Pauvrophobie. Le terme a été créé par l’association ATD Quart Monde pour qualifier les comportements de rejet voire d’hostilité à l’égard des personnes en grande précarité sociale. Le phénomène se répand, en même temps que la misère elle-même, sans que grand monde ne s’en alarme. Avec les discriminations frappant au quotidien les plus démunis, fleurissent les stéréotypes qui les justifient : les pauvres sont des assistés, ils sont haineux et xénophobes, ils se gavent de télé-poubelle et d’une manière générale, ils consomment très mal.
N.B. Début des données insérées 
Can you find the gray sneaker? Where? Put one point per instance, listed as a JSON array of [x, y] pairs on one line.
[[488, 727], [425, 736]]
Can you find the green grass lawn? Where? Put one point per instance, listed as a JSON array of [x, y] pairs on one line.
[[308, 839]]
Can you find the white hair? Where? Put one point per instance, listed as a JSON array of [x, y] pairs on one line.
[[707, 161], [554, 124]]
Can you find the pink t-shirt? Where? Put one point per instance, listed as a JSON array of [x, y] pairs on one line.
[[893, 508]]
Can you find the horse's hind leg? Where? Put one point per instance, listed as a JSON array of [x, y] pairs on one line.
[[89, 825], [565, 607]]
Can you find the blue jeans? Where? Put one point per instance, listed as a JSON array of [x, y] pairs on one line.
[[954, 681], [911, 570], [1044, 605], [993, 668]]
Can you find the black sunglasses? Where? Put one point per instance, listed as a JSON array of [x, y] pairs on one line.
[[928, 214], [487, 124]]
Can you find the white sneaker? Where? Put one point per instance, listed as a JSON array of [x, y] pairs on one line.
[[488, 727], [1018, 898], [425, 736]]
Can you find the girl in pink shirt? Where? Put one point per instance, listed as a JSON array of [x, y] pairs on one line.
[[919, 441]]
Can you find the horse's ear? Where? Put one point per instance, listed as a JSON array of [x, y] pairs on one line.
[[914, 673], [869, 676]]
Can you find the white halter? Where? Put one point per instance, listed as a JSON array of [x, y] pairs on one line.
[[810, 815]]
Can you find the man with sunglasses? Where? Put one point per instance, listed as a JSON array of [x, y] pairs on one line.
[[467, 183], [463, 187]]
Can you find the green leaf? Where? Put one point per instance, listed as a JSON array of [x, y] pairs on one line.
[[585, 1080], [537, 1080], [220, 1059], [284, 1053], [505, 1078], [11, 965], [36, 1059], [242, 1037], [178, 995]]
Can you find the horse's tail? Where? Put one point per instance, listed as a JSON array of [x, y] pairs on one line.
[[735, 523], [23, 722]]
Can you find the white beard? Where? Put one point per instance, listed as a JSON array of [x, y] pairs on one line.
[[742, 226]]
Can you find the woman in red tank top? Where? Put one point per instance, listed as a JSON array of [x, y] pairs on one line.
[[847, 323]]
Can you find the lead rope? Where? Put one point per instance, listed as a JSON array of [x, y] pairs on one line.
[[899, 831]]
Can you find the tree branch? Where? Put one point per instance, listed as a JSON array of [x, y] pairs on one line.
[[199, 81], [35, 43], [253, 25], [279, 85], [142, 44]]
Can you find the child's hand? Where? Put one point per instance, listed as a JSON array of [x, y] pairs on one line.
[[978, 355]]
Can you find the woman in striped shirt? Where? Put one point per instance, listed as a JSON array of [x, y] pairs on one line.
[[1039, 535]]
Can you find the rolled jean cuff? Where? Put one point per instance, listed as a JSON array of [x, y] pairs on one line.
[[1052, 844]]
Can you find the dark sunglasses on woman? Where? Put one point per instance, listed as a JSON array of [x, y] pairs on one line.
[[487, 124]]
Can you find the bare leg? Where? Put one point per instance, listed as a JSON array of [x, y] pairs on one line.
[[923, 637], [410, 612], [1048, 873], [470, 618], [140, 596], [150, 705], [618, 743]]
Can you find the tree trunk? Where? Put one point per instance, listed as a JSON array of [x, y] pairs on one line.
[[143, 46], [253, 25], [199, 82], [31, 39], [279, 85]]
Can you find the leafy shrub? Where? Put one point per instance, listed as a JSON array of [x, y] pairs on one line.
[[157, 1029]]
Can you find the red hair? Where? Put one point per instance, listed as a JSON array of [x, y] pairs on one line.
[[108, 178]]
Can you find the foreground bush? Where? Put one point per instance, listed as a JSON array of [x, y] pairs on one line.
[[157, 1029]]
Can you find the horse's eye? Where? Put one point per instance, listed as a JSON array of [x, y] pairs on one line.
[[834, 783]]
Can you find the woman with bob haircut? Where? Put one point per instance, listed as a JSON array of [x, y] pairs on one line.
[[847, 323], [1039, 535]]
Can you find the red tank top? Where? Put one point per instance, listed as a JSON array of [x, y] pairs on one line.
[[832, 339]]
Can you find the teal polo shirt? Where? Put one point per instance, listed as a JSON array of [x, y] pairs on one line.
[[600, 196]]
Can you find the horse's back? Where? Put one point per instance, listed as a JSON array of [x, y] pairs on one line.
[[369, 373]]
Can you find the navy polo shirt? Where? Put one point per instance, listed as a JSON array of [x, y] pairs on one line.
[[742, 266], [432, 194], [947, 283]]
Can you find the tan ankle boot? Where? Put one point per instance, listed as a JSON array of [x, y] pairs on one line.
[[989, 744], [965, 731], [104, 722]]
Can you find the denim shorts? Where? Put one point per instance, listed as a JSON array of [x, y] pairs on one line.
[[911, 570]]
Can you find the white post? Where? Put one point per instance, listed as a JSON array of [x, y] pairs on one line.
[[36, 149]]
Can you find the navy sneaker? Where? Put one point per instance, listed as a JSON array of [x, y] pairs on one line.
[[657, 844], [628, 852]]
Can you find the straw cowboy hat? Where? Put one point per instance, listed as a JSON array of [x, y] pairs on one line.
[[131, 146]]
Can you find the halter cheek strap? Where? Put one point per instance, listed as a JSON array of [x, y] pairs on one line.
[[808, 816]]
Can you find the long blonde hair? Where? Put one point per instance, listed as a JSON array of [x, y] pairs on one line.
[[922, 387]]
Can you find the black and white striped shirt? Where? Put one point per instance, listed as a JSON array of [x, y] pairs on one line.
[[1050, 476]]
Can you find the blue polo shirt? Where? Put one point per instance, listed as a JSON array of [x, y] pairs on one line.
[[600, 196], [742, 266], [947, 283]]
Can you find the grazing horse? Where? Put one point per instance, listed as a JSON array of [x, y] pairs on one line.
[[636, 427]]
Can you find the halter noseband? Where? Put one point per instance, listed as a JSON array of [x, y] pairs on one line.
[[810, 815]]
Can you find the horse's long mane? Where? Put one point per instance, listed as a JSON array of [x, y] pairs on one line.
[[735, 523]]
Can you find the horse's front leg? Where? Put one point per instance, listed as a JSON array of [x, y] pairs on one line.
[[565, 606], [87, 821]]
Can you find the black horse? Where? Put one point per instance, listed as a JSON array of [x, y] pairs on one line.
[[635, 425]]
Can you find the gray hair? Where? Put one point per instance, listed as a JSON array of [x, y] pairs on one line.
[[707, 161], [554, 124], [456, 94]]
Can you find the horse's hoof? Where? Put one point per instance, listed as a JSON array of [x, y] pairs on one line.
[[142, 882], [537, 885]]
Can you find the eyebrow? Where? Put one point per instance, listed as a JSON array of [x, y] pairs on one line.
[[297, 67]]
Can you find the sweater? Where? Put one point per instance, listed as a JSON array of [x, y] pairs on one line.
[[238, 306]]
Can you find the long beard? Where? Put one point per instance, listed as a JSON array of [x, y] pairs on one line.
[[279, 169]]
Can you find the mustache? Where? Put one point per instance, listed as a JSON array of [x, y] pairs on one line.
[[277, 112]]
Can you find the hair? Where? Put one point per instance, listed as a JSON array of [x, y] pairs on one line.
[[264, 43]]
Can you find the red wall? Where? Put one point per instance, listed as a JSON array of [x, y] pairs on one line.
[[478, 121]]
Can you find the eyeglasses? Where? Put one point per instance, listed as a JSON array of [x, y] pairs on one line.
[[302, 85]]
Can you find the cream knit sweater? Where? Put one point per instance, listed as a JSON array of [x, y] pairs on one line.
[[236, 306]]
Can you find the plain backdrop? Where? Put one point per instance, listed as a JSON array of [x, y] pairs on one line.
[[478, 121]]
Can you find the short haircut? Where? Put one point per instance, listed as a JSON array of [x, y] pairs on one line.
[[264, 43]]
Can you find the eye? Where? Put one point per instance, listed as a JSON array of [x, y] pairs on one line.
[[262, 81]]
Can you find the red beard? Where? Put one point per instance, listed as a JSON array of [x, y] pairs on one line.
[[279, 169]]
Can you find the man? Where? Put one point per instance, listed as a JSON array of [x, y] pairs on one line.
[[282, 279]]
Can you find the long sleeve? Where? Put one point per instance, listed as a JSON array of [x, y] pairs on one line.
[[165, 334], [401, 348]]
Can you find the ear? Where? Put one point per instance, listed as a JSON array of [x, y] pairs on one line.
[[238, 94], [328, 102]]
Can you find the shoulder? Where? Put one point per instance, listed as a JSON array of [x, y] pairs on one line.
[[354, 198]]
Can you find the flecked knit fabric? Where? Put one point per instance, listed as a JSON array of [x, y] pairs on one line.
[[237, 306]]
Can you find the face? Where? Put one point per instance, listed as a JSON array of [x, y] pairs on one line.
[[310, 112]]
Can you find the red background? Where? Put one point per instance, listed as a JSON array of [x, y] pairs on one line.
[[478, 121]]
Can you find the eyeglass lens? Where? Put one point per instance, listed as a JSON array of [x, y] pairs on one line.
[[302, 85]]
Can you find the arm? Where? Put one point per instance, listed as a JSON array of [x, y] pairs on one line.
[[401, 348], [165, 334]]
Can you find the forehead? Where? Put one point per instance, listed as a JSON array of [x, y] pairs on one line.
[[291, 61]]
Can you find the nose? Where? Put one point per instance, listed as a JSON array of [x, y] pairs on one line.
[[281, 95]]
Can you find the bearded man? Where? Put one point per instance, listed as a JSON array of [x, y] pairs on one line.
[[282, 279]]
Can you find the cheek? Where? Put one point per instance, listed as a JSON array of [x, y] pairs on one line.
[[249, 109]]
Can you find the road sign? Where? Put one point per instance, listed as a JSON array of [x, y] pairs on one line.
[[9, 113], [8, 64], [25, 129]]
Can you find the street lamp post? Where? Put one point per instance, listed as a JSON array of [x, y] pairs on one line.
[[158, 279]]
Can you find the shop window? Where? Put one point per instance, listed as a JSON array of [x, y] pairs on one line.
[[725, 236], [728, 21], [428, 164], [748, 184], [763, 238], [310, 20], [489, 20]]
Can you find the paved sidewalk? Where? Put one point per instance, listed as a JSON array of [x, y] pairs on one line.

Un tel discours contamine jusqu’aux milieux militants de gauche qui reprochent souvent aux catégories populaires d’être dénuées de toute conscience écologique.

 

 

Dans ce petit essai iconoclaste, Paul Ariès, par ailleurs bien connu pour son plaidoyer en faveur d’une ‘sobriété heureuse’, démontre que les pauvres ont une bien meilleure empreinte écologique que les riches. Non seulement parce que leur pouvoir d’achat ne leur permet pas de dépenser autant (pour leurs loisirs, par exemple), mais aussi parce que leur culture, leur vision du monde, les prédisposent à respecter leur environnement. Loin des théories pessimistes qui réduisent les rêves des pauvres à l’imitation du mode de vie des élites, l’ouvrage de Paul Ariès redonne visibilité et dignité aux classes populaires en leur conférant un rôle d’acteur de tout premier plan dans l’indispensable transition écologique à engager.

 

Paul Ariès, Ecologie et cultures populaires. Les modes de vie populaires au secours de la planète, Paris, Utopia, 2015, 232 pages, 10 euros.

 

Paul Ariès sera présent à la MJC de Montmorillon, dans le cadre du salon du livre ‘off’, les vendredi 23 et samedi 24 juin 2017.